Si è concluso da poco il secondo Weekend di Bellezza organizzato dalla Comunità Pachamama a Olgiate Olona, e anche quest’anno, eravamo lì per raccontarvelo.
Come (forse) sapete già il WEB della Pachamama è un “animale strano”: non è un festival, anche se è strapieno di conferenze e momenti “seri”, perché la cifra distintiva e più piacevole per tutti è la relazione che si crea con tutti i partecipanti, il fatto di mangiare e bere insieme, ridere e scherzare fino a tarda notte con persone che fino al giorno prima nemmeno conoscevi, e godersi un bel momento di vita calda e piena.
Ad ogni modo, quest’anno la qualità dei temi affrontati merita anch’essa più di una menzione, e allora, fatta questa premessa che da ora in poi daremo per scontato, saranno le tante cose intensissime che sono state raccontate ad animare il resto di questo resoconto.
Venerdì 17 giugno sera, nel clima torrido di quelle settimane, i “comunitari” hanno accolto i partecipanti.
Gli iscritti all’intera tre giorni erano quest’anno davvero tantissimi, circa una sessantina, poi purtroppo a causa soprattutto della nuova ondata di covid molti hanno dovuto rinunciare e alla fine ci siamo assestati sui numeri dell’anno scorso: una quarantina di partecipanti, giunti alla spicciolata a partire da venerdì pomeriggio fino a ridosso della conferenza, a perdifiato per non mancarsi l’inizio.
Quest’anno, infatti, si è iniziato già “col botto”: era proprio la conferenza del venerdì sera ad essere aperta al pubblico. Nella cornice del giardino di Villa Restelli sono arrivate un centinaio di altre persone, che piano piano hanno occupato le sedie nel grande prato, non senza sbirciare la “mostra sulle disuguaglianze” realizzata da Pachamama e gustarsi una birra fresca, sfogliando i libri in vendita e le magliette della serie “Face The Revolution”, realizzate a Villa Restelli.
Le magliette, che ogni anno rinnovano i volti di chi ha “messo la faccia” per il cambiamento, come sempre hanno destato particolare attenzione, e le persone hanno scoperto così tra gli altri anche i volti della campagna face the revolution a cui era dedicato il tema di quest’anno sulle disuguaglianze: la sindacalista Dolores Huerta, l’attivista femminista Hevrin Khalaf, il premio nobel inventore del microcredito Muhammad Yunus, e in particolare Albert Sabin, il medico che ha scelto di non brevettare il vaccino antipolio e ha così permesso che arrivasse a tutti i bambini del mondo…
..una citazione non troppo velata dei profitti spropositati fatti dalle corporation del farmaco in occasione dell’ultima pandemia.
Già belli carichi per la serata ci siamo messi così in ascolto delle due grandi voci che ci hanno fatto il regalo di aprirci al tema del web 2022: “Locale globale e disuguale: un mondo dispari al 99%”.
Per primo ha parlato Fabrizio Barca, indubbiamente uno dei massimi esperti di disuguaglianze in Italia, ex ministro per la coesione territoriale, statistico, economista, e coordinatore del Forum Disuguaglianze e Diversità, un’interessantissima realtà, che riunendo le tante anime presenti nella nostra società sensibili alle ingiustizie sociali sta lavorando ormai da anni per studiare e promuovere l’attuazione di politiche concrete in materia.

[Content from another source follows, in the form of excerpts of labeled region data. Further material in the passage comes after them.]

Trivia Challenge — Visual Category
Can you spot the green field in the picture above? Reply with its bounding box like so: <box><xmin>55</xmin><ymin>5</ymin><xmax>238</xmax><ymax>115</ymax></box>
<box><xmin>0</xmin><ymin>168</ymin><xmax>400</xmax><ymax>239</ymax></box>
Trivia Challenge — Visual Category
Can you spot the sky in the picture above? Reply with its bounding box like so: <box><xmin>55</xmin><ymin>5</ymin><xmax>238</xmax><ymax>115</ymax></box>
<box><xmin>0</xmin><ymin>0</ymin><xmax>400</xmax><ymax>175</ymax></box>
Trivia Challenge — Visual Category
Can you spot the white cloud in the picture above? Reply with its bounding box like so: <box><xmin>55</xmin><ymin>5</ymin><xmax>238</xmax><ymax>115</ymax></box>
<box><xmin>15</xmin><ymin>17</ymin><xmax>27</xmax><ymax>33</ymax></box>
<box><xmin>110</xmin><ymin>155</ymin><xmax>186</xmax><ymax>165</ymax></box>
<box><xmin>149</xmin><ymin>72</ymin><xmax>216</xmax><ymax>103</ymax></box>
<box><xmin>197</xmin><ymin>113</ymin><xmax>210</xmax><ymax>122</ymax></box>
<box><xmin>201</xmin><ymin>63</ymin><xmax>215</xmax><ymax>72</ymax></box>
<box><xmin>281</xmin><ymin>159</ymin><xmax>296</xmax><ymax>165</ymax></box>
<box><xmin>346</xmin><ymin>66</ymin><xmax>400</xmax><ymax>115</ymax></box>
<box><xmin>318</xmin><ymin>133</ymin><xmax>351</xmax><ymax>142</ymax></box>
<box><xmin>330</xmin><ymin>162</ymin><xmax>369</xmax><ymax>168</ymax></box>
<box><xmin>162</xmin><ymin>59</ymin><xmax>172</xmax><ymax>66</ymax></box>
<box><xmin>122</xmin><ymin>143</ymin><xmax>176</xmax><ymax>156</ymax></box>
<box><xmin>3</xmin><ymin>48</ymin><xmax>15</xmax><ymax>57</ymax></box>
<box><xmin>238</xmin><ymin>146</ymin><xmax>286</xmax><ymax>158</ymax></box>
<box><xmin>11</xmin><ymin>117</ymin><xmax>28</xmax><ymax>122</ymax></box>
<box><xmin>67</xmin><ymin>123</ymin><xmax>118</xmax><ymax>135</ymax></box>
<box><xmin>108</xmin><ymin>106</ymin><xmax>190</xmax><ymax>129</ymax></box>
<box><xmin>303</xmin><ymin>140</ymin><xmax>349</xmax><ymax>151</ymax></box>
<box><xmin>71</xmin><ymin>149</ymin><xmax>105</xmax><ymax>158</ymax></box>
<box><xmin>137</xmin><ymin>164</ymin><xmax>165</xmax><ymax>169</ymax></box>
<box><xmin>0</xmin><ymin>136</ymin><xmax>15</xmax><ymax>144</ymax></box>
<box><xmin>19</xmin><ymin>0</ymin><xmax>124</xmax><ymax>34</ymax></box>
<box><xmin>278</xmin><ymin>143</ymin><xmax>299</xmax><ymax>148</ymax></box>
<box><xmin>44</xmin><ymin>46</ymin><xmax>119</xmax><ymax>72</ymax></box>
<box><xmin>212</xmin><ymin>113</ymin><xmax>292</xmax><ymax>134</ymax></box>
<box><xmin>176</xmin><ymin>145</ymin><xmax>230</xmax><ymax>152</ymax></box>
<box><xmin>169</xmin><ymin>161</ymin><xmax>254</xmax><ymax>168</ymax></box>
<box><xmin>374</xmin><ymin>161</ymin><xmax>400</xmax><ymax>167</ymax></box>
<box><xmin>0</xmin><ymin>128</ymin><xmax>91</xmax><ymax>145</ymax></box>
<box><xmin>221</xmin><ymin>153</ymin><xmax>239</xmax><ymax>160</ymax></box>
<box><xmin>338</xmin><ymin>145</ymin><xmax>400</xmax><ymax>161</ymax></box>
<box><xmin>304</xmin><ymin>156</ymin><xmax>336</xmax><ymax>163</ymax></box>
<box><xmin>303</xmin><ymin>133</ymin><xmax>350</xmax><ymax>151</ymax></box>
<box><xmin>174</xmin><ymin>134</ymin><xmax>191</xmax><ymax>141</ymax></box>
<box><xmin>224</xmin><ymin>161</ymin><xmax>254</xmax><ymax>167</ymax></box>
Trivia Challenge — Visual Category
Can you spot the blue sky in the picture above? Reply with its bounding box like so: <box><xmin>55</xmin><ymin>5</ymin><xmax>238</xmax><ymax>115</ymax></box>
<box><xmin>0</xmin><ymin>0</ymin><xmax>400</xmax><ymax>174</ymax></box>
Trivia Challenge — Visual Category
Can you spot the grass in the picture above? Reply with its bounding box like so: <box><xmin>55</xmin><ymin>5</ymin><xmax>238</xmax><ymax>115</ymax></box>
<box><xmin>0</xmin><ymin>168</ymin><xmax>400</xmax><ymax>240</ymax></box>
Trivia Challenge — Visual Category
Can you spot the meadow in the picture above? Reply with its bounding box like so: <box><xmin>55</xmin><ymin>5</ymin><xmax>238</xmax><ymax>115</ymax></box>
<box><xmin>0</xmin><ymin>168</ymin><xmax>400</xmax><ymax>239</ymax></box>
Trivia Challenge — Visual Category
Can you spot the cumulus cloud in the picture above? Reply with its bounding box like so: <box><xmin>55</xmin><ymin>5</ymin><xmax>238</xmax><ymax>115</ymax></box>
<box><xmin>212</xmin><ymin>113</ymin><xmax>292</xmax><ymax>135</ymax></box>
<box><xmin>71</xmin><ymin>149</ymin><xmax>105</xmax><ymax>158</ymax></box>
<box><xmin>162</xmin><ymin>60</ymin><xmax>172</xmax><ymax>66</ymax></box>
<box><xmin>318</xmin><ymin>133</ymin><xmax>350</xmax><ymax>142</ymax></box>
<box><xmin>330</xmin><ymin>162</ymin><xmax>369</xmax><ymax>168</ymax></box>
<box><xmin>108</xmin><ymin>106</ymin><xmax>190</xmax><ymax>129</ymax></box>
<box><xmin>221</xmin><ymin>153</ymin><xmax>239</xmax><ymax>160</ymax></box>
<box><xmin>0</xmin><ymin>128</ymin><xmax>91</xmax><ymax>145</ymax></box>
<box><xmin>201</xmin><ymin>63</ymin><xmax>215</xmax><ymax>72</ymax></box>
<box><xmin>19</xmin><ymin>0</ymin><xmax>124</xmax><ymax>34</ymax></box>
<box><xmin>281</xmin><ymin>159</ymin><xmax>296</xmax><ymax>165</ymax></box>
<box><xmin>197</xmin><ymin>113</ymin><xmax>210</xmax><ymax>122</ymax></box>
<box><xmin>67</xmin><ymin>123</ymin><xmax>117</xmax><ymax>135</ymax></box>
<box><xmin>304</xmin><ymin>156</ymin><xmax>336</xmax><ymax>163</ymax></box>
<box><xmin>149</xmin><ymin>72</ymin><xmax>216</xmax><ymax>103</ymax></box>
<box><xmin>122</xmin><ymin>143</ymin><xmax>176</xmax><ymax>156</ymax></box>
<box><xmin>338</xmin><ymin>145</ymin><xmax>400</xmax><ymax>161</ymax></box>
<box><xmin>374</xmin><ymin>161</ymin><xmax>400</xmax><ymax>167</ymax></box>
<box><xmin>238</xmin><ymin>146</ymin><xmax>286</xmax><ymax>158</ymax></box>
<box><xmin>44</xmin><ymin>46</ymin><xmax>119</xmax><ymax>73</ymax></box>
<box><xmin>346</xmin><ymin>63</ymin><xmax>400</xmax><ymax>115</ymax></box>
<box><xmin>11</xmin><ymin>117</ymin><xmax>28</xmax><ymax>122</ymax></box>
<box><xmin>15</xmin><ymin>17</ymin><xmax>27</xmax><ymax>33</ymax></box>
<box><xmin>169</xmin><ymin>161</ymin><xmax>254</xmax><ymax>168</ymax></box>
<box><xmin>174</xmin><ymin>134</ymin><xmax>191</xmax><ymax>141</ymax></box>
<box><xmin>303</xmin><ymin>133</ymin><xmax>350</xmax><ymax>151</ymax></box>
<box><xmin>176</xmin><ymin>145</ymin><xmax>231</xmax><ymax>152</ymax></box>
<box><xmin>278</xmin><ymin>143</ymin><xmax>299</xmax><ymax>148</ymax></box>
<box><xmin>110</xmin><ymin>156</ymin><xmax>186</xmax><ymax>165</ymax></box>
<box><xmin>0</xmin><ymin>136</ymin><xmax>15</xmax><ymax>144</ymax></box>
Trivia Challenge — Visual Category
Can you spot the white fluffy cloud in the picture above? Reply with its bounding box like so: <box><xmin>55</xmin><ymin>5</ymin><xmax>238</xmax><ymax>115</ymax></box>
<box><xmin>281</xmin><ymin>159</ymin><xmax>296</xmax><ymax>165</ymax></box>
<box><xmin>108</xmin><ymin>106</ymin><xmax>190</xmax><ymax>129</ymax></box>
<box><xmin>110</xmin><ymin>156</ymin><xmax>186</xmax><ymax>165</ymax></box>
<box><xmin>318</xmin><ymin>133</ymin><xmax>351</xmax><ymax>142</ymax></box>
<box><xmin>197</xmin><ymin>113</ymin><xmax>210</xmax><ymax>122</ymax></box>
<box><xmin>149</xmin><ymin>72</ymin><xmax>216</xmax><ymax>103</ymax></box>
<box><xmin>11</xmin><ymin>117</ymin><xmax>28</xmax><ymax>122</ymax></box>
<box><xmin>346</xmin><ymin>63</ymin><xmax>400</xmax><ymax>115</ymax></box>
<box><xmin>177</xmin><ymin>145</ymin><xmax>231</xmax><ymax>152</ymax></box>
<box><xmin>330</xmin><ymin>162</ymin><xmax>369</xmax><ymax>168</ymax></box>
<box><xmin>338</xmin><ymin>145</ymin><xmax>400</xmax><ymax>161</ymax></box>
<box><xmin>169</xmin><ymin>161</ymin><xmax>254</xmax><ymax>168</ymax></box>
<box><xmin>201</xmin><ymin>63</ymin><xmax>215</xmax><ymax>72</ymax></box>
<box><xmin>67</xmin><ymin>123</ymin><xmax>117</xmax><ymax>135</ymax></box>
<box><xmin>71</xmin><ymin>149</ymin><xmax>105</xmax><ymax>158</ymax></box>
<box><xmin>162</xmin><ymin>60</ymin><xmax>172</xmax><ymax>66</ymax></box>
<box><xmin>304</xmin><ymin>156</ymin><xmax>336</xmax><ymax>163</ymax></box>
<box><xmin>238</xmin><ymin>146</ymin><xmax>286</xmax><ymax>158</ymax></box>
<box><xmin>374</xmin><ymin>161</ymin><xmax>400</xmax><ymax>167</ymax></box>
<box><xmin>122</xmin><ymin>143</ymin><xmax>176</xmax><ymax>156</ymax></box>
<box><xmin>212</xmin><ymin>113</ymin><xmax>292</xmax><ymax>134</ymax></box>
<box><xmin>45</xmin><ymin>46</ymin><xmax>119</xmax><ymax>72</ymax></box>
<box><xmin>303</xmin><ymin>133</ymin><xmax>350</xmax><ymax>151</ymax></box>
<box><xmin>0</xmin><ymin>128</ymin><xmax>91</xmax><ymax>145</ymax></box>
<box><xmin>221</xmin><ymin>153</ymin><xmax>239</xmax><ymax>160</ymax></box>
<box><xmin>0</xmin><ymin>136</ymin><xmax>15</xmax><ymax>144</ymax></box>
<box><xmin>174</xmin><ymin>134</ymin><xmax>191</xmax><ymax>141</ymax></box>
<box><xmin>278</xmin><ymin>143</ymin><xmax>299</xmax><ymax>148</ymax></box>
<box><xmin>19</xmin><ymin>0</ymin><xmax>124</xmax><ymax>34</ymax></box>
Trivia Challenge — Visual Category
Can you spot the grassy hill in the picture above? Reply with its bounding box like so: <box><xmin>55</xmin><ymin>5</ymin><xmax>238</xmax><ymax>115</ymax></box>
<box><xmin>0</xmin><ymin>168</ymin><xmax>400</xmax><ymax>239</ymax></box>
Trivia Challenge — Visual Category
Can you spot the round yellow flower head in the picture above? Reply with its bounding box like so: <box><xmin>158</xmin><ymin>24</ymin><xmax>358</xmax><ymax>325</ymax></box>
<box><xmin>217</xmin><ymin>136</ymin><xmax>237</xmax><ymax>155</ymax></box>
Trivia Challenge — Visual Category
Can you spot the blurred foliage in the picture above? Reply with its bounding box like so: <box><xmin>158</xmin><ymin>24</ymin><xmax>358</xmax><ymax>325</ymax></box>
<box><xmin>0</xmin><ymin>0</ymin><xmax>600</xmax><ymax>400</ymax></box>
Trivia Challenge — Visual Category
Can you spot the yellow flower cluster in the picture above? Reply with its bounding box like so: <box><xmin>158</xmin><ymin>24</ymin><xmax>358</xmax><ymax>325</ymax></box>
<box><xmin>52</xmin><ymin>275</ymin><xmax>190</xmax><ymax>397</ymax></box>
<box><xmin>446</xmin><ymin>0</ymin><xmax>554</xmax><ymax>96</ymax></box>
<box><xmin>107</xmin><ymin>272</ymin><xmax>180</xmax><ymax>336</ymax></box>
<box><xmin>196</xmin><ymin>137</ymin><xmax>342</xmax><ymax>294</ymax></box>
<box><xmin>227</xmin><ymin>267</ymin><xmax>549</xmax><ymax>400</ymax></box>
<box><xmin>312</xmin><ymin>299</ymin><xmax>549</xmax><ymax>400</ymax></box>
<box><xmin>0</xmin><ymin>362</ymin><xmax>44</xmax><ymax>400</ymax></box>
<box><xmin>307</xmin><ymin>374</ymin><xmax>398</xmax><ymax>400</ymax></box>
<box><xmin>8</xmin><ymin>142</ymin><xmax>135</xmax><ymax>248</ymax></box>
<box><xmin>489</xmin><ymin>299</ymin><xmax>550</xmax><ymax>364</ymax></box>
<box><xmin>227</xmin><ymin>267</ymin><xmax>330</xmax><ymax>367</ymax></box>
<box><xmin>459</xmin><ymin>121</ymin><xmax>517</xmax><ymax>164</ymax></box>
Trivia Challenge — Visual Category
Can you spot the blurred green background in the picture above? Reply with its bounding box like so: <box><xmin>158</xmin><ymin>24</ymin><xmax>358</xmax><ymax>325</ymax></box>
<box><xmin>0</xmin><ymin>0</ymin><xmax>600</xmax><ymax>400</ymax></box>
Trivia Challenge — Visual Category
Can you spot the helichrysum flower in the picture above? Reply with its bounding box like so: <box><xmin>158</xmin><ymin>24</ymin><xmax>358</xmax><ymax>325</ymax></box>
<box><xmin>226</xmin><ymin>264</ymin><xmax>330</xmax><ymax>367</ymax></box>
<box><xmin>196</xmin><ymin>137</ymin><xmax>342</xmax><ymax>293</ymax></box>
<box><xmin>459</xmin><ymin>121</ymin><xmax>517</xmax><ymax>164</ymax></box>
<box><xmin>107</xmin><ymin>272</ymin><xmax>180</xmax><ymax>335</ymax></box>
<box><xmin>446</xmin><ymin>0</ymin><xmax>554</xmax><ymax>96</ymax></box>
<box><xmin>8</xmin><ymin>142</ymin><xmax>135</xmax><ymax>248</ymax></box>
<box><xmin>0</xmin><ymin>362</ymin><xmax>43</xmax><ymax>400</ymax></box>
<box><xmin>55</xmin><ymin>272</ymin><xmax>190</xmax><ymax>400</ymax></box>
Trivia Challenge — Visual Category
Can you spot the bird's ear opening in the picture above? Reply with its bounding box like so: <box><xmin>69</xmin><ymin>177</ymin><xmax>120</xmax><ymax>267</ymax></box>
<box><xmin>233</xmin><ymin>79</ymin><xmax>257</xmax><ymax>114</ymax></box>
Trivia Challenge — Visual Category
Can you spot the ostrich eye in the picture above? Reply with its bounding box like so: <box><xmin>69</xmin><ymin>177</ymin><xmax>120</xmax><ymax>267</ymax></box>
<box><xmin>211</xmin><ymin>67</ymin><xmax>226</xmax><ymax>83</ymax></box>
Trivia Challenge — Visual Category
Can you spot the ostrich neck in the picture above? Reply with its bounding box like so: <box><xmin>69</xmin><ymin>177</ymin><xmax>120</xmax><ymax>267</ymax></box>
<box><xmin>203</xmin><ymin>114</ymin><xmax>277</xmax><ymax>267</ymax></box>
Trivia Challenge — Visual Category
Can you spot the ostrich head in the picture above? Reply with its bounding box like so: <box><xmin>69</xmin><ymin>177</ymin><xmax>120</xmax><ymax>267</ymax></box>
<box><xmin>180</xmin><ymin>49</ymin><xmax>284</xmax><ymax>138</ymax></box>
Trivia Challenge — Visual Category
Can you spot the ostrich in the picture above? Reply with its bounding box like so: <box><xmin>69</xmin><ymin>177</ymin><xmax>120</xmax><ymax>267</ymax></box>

Al Professor Barca abbiamo chiesto soprattutto di aiutarci, noi cittadini talvolta un po’ inconsapevoli e distratti, a capire perché la questione è grave e sta peggiorando; come questo tocca le nostre vite, di noi 99%, e perché cambiare è possibile e come si può iniziare a farlo.
Insieme a lui, collegata a distanza per la molteplicità degli impegni che le sono richiesti continuamente, Elly Schlein, vice-presidente della regione Emilia Romagna, dopo che è stata la candidata di lista più votata nella storia delle elezioni regionali, membro dell’ufficio di presidenza di Green Italia, con un’esperienza da europarlamentare e soprattutto una delle personalità politiche a cui maggiormente guardiamo con speranza in Italia, in questa epoca.
A lei invece abbiamo chiesto di provare a condurci un passo oltre, grazie alla sua esperienza politica diretta, e di aiutarci a capire quali sono a suo parere i nodi da sciogliere politicamente per attuare dei programmi efficaci che vadano nella direzione di contrastare le disuguaglianze e realizzare una maggior giustizia sociale.
Entrambi gli interventi sono stati densi e carichi di passione, e insieme alle diverse domande dal pubblico hanno generato un clima frizzante di interazione e dialogo. In sostanza quello che ci siamo portati “a letto”, venerdì sera è stata la consapevolezza che da un lato ci sono delle sfide complesse da affrontare e dei problemi non semplici da risolvere, dall’altro che questi problemi non sono frutto di un destino cieco e baro inevitabile, ma di precisi interventi politici fatti in passato (e portati ancora avanti oggi).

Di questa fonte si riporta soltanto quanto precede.